我试过写下面的程序:
import numpy as np #import package for scientific computing
dna1 = str(np.load('dna1.npy'))
def count(dna1, repeat):
i = 0
for s in range(len(dna1)):
if (s =='repeat'):
i += 1
s += dna1[0:1]
return i
repeat = 'TTTT'
n = count(dna1, repeat)
print ('{repeat} occurs {n} times in dna1'.format(repeat=repeat, n=n))

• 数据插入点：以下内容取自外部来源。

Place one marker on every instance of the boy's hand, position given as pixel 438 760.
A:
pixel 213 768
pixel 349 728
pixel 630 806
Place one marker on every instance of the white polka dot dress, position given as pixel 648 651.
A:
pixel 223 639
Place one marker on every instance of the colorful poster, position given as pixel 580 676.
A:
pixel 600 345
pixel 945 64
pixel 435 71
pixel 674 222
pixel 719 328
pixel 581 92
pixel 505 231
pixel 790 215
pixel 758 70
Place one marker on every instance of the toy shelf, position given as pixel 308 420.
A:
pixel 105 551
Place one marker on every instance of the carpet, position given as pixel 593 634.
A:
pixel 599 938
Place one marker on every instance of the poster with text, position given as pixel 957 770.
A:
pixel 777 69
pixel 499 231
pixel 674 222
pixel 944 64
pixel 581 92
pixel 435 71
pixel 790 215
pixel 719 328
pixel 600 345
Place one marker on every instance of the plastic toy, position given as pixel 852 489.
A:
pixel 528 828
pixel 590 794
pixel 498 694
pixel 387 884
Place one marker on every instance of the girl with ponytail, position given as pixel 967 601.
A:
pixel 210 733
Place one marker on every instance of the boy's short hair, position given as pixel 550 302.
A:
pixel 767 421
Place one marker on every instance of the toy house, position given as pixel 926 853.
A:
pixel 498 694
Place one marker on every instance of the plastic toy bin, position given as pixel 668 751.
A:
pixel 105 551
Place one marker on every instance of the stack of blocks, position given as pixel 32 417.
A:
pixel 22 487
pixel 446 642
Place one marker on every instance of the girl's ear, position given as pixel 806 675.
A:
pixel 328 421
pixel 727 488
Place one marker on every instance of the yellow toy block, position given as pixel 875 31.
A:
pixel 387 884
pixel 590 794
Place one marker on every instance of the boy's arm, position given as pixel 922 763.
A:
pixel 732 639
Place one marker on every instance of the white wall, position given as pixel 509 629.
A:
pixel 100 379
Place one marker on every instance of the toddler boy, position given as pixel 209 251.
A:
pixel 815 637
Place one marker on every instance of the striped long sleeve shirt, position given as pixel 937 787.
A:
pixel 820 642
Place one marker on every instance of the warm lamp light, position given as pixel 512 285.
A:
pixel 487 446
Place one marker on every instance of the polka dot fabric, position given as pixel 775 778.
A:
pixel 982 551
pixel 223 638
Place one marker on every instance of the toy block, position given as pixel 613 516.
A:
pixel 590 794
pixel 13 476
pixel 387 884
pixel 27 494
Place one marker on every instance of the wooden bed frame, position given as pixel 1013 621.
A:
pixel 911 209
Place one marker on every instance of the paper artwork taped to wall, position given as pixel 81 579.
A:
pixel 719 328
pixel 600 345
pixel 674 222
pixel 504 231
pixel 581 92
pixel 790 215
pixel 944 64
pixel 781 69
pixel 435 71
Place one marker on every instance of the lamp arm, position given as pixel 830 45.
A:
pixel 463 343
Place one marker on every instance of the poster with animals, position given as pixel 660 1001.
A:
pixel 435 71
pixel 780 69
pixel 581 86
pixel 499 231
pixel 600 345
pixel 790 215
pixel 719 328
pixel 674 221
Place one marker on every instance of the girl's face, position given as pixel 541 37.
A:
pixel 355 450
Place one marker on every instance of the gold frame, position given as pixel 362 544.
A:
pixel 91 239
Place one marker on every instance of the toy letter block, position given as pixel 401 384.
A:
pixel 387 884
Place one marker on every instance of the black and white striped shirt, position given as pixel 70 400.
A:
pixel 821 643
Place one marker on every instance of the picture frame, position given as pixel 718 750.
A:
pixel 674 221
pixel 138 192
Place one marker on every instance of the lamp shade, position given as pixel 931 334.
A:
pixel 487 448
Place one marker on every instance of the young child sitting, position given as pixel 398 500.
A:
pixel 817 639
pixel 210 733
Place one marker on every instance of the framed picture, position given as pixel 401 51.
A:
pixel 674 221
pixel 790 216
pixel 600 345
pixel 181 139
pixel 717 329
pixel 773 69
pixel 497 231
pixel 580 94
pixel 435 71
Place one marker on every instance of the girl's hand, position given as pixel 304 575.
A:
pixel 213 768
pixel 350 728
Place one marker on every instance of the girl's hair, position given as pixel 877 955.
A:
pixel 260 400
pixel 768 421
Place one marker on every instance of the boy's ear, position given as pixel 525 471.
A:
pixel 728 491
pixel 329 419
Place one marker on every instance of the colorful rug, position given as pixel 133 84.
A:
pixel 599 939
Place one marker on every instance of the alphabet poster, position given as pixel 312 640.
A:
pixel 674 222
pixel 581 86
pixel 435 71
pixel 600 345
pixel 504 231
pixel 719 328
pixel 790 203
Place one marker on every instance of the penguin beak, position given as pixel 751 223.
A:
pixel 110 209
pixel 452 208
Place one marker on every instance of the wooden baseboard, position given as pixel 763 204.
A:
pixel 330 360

我想在列表中提取4个字母的每个可能组合,并检查它们是否等于'TTTT'。但我不知道如何递增以在我的列表中移位1个位置但仍然读取4个字母。
答案 0 :(得分:0)
我同意尝试使用正则表达式可能是最简单的初始方法:
import numpy as np #import package for scientific computing
import re
dna1 = str(np.load('dna1.npy'))
def count(dna1, repeat):
regex = re.compile(repeat)
result = regex.findall(dna1)
return len(result)
repeat = 'TTTT'
n = count(dna1, repeat)
print ('{repeat} occurs {n} times in dna1'.format(repeat=repeat, n=n))
编辑:
这是一个不使用正则表达式模块的简单方法 - 您当然可以根据每个迭代的结果进行一些优化以跳过:
def count(dna1, repeat):
repeat_length = len(repeat)
total = 0
idx = 0
while idx < len(dna1):
substr = dna1[idx:idx+repeat_length]
if substr == repeat:
total += 1
idx += repeat_length # skip ahead to avoid repeat counting
else:
idx += 1
return total
答案 1 :(得分:0)
最佳和最可定制的方式是这样的:
import numpy as np # import package for scientific computing
dna1 = str(np.load('dna1.npy'))
repeat = 'TTTT'
def get_num_of_repeats(dna, repeat):
repeats = 0
for i in range(len(dna) - len(repeat) + 1):
if dna[i:i+len(repeat)] == repeat:
repeats += 1
return repeats
repeats = get_num_of_repeats(dna1, repeat)
print ('{repeat} occurs {n} times in dna1'.format(repeat=repeat, n=repeats))
我只是创建了一个函数get_num_of_repeats,它请求dna变量和要监视的模式,并返回重复次数。根据您希望算法运行的方式,当您查找'TTTT'等模式且dna的一部分具有'TTTTT'时,可能会遇到困难。我可以给你跟进协助来定义所需的行为。